Linguistic commentary from a guy who takes things too literally

Answers Must Be in the Form of a Cleft

Posted by Neal on March 30, 2015

Here’s a draft that’s been sitting in the blogpile since September 2007. School had just begun, and Doug and Adam were beginning third grade and first grade. I wrote at the time…

Now that school has resumed, at the end of every week, Doug and Adam are required to take their schoolwork that’s been sent home during the week, and put it in their respective boxes under their beds. So far, though, they haven’t been able to do it because the boxes have been full of all their schoolwork from last year. So last weekend I finally emptied the boxes, and as I was sorting through the papers, I came across one of Doug’s history worksheets from the unit on the Constitution.

One of the questions was:

Where does the Constitution guarantee freedom of speech?

Doug’s answer:

Where the Constitution guarantees freedom of speech is in the First Amendment.

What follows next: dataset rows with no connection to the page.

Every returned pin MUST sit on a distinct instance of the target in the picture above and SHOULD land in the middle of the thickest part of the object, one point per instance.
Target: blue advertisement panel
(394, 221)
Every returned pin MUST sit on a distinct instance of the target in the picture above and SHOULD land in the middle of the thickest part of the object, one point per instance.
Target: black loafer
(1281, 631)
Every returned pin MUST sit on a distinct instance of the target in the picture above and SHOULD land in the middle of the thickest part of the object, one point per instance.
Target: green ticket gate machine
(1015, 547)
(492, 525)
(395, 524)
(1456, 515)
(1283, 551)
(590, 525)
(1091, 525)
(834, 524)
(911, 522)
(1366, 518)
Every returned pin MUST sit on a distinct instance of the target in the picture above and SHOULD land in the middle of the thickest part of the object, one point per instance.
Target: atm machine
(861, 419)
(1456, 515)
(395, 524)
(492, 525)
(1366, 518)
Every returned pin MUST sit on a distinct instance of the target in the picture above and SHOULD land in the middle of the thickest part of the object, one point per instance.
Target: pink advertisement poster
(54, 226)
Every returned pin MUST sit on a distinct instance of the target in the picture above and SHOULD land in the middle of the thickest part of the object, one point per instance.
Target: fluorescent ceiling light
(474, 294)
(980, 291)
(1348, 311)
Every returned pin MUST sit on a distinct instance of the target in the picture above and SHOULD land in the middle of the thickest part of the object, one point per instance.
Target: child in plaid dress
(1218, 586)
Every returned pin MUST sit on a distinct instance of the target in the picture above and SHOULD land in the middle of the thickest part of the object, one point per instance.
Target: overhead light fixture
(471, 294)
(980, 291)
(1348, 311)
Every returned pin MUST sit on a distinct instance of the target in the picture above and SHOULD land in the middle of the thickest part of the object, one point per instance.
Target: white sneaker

I remember when Doug first brought this paper home. Hey, nice pseudo-cleft, I’d thought when I read it. A pseudo-cleft is a sentence of form:

noninverted wh-question + be + answer to wh-question

I’m not sure how it got the name “pseudo-“cleft. There are various kinds of clefts; I think the “real” cleft that the pseudo-cleft was being compared to when it was named was the it-cleft: It’s in the First Amendment that…. Other examples of pseudo-clefts would be:

Where he keeps it is under the bed.
Who really got upset was Sam.

I’d thought it was interesting that Doug would have used such intricate syntax to express the thought, but I hadn’t looked at the rest of the paper.

That was as much as I wrote back in 2007. I was probably waiting to copy some other sentences off the homework, but it’s seven years gone now. But I remember that as I looked closer at the homework, and read question after question and pseudo-cleft after pseudo-cleft in response, I realized that Doug had misunderstood his second-grade teacher’s instructions. In order to get the kids to write their answers in complete sentences, she would always tell them, “Restate the question.”
Of course, questions are sentences, too.
Doug would have answered this question about Jackie Robinson by saying

How Jackie Robinson demonstrated the trait of perseverance was by …

Like saying “Rhyming words sound the same,” telling kids to “restate the question” is a good example of giving a rule in rather vague terms and figuring that they’ll will click on to the right idea and you won’t have to go into the troublesome details. But in Doug’s case, he was told to use the same words in the question in his answer, so he did!

2 Responses to “Answers Must Be in the Form of a Cleft”

  1. Does anyone else think that the injunction to restate the question is a terrible rule? I remember being taught the same thing, and I always chafed at it. If someone asks you, “Where does the Constitution guarantee freedom of speech?” the natural answer will be “In the first amendment.” Answering “The Constitution guarantees freedom of speech in the First Amendment” outside of a classroom setting would get you weird looks. It repeats back to the person who asked the question a lot of information that they already supplied. All they really want to know is the piece of information signalled by the interrogative adverb where.

    Maybe in a classroom setting it’s important to show that you understood the question, but it’s always struck me as a terrible way to write.

    • Neal said

      In conversation, fragments are fine. But I think writing in complete sentences is good practice for good writing. Furthermore, it’s easy for kids (and college students) to throw possibly relevant keywords onto the page and count on you to “know what they meant”. Sometimes they really do know the answer, but sometimes they don’t.